[SOSP'07] Dynamo: Amazon's Highly Available Key-Value Store

1
2
3
4
5
6
7
8
9
10
@article{decandia2007dynamo,
title={Dynamo: amazon's highly available key-value store},
author={DeCandia, Giuseppe and Hastorun, Deniz and Jampani, Madan and Kakulapati, Gunavardhan and Lakshman, Avinash and Pilchin, Alex and Sivasubramanian, Swaminathan and Vosshall, Peter and Vogels, Werner},
journal={ACM SIGOPS operating systems review},
volume={41},
number={6},
pages={205--220},
year={2007},
publisher={ACM New York, NY, USA}
}

This paper presents the design of a key-value store to achieve Realibality/Availability at massive scale at Amazon. And it has huge impact on Cassandar and lots of nosql databases that have been created during the decade.

Its importance toward NoSQL revolution is unquestionable.

To achieve this level of availability, Dynamo sacrifices consistency under certain failure scenarios.

Introdcution

One of the lessons our organization has learned from operating Amazon’s platform is that the reliability and scalability of a system is dependent on how its application state is managed.

The client should be able to read and write to the data store no matter what happens:

  • disks are failing
  • network routes are flapping (failures shouldn’t affect availability)
  • data centers are being destroyed by tornados (work across multipl data centers)
  • need scale as well.

Why Dynamo is designed as key value store?

Many services on Amazon’s platform that only need primary-key access to a data store.

Technique used for scalability and availability

  • consistent hashing
  • object versioning
  • quorum for consistency
  • gossip based dsitributed failure detection and membership protocol

Background

System Assumption and Requirements

Query Model

  • read/write to a data that can be ideitified by a key.
  • state is stored in data is a binary object.
  • no operation span multiple data items
  • no relational modeling (Shanhe: this is very important)
  • data item is small (less than 1 MB)

ACID properties

ACID is properties for database transaction.

Experience at Amazon has shown that data stores that provide ACID guarantees tend to have poor availability[5].

Dynamo has weaker consistency for high availability(C in ACID).

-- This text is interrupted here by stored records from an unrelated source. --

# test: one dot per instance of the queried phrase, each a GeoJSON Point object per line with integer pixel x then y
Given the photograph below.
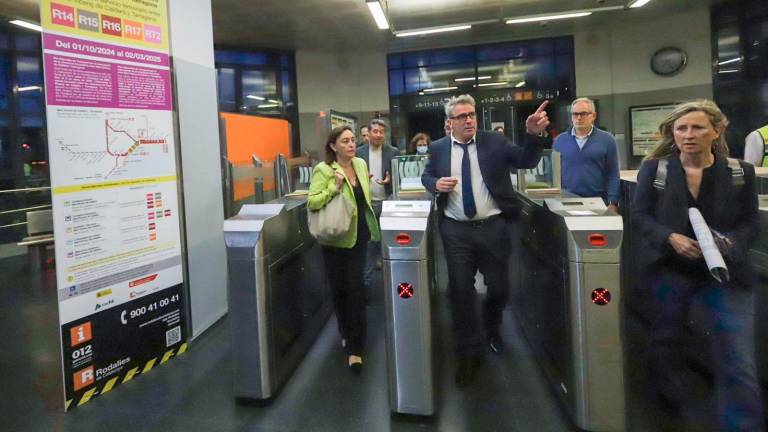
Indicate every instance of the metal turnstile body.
{"type": "Point", "coordinates": [570, 306]}
{"type": "Point", "coordinates": [407, 283]}
{"type": "Point", "coordinates": [278, 298]}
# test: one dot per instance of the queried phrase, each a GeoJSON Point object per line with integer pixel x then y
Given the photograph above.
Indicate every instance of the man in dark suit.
{"type": "Point", "coordinates": [469, 171]}
{"type": "Point", "coordinates": [378, 155]}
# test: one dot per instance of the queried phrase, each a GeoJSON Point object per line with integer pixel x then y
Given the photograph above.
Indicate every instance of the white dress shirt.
{"type": "Point", "coordinates": [378, 192]}
{"type": "Point", "coordinates": [754, 148]}
{"type": "Point", "coordinates": [484, 203]}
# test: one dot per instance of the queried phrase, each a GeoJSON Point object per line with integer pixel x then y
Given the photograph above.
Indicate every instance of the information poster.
{"type": "Point", "coordinates": [113, 177]}
{"type": "Point", "coordinates": [645, 123]}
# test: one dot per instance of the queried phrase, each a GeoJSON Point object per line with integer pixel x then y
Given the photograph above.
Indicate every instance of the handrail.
{"type": "Point", "coordinates": [26, 190]}
{"type": "Point", "coordinates": [40, 207]}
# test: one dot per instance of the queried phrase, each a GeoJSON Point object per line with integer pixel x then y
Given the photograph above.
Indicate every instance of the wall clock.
{"type": "Point", "coordinates": [668, 61]}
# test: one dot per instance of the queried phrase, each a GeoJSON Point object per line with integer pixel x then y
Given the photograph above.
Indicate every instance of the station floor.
{"type": "Point", "coordinates": [194, 391]}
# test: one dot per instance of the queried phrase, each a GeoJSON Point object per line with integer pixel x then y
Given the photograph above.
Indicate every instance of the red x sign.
{"type": "Point", "coordinates": [405, 290]}
{"type": "Point", "coordinates": [601, 296]}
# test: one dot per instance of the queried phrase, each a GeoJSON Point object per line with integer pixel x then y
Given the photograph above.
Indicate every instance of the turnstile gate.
{"type": "Point", "coordinates": [570, 305]}
{"type": "Point", "coordinates": [405, 252]}
{"type": "Point", "coordinates": [278, 298]}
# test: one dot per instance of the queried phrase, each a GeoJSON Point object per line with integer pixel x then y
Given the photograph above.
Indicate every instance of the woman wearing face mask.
{"type": "Point", "coordinates": [420, 144]}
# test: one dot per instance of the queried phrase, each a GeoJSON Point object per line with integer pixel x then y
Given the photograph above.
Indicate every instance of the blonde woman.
{"type": "Point", "coordinates": [343, 173]}
{"type": "Point", "coordinates": [698, 174]}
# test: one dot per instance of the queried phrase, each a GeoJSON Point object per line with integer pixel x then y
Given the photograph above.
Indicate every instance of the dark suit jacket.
{"type": "Point", "coordinates": [496, 156]}
{"type": "Point", "coordinates": [657, 214]}
{"type": "Point", "coordinates": [388, 153]}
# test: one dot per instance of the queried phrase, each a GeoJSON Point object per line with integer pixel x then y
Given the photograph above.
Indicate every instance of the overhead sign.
{"type": "Point", "coordinates": [115, 196]}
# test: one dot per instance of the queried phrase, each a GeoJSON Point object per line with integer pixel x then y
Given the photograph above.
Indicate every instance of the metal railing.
{"type": "Point", "coordinates": [22, 210]}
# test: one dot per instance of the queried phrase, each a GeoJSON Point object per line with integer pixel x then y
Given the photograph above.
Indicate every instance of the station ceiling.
{"type": "Point", "coordinates": [332, 25]}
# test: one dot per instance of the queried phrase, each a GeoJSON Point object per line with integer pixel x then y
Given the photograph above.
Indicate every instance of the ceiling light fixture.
{"type": "Point", "coordinates": [493, 84]}
{"type": "Point", "coordinates": [432, 30]}
{"type": "Point", "coordinates": [378, 14]}
{"type": "Point", "coordinates": [537, 18]}
{"type": "Point", "coordinates": [436, 89]}
{"type": "Point", "coordinates": [472, 78]}
{"type": "Point", "coordinates": [27, 25]}
{"type": "Point", "coordinates": [638, 3]}
{"type": "Point", "coordinates": [723, 63]}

Dynamo has no isolation and therefore only allows single key update.

Efficient

Service should be able to configure Dynamo to achieve tradeoffs among performance, cost efficiency, availability, and
durability guarantees.

Security

Non-hostile, no authentication/authorization.

SLA

Amazon is crazy on its SLA due to it is prodiving cloud services.
Amazon is not using mean or median of response time, but rather based
on the 99.9 th pertenctile of the distrinution.

Design Considerations

Strong consistency is hard (The data is made unavailable until it is absolutely certain that it is correct). To achieve it, the data replication algorithms have to do synchronous replca coordination.

Also we have the CAP therom. so you cannot get three of them all together: network paritions resilience, strong consistency and high availability.

Optimistic replication techniques allows you to propagate changes to replaces. So you gets better availability but you could have conflicting changes which have to be detected and resolved.

Dynamo is designed to be eventually consistent - all updates reach to to all replicas eventaully.

To resolve conflict:

Dynamo targets the design space of an “always writeable” data store (i.e., a data store that is highly available for writes).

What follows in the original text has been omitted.